The ongoing pressure from the COVID-19 pandemic forced prompt digitization of financial and banking solutions across the globe. While it might have been a difficult wake-up call for many banking institutions, it also provided immense opportunities for incumbents, neobanks, and big tech to evolve their offerings.
With this transition, it was very clear that ensuring the smooth adoption of digital channels was a key focus for many financial institutions, including Canada’s largest bank – the Royal Bank of Canada.
Jouk Pleiter, CEO & Co-founder of Backbase, and Peter Tilton, SVP Digital at the Royal Bank of Canada (RBC) recently discussed how a digital transformation can benefit banks pre and post-pandemic, highlighting the importance of digital channel adoption.
Two megatrends revealed for servicing and digital advisor connectivity
RBC experienced a massive increase in customers migrating to digital channels for payments. More than half of its customers started using digital channels for transactional activities – increasing from 88% to 94.5% in the first five months of the pandemic.
“When it comes to digitizing advice, only 2-3% were happening remotely before the pandemic while today, this number has risen to 73%,” said Peter.

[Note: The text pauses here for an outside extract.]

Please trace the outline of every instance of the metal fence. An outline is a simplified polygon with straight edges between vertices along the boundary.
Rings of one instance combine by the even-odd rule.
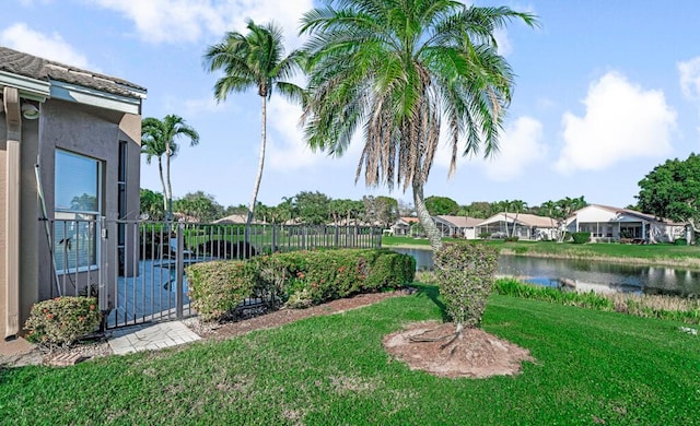
[[[223,225],[61,220],[52,223],[57,295],[98,297],[105,327],[190,316],[187,265],[322,248],[376,248],[370,226]],[[244,305],[264,303],[253,295]]]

Banks who already utilized omni-technology could pivot to this shift in customer needs more quickly. This would be achieved by offering advisors solutions like digital identity verification, so they could connect to customers remotely.
“Solutions already built for digital could rapidly be deployed to advisors due to omni-technology,” Peter explained.

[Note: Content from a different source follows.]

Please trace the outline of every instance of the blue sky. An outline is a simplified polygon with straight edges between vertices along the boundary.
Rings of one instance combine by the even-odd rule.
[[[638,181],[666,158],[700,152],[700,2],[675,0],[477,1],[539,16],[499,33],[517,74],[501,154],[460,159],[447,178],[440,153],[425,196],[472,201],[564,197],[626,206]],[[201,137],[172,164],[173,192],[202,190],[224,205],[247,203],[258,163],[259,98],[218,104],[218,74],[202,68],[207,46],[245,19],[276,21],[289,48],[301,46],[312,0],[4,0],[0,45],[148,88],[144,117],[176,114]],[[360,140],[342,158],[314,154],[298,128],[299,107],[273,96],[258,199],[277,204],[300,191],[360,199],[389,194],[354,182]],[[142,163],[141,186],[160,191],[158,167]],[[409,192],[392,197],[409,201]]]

“Despite the pandemic, people still want to visit branches so it’s expected that people will return to face-to-face interactions. That being said, the role of the advisor will be both physical and digital.”
While prioritizing digital is a necessity, it’s also still important that customers have the option to visit a branch if that is their preferred option. This ensures the customers have completely engaged in whichever way is best for them.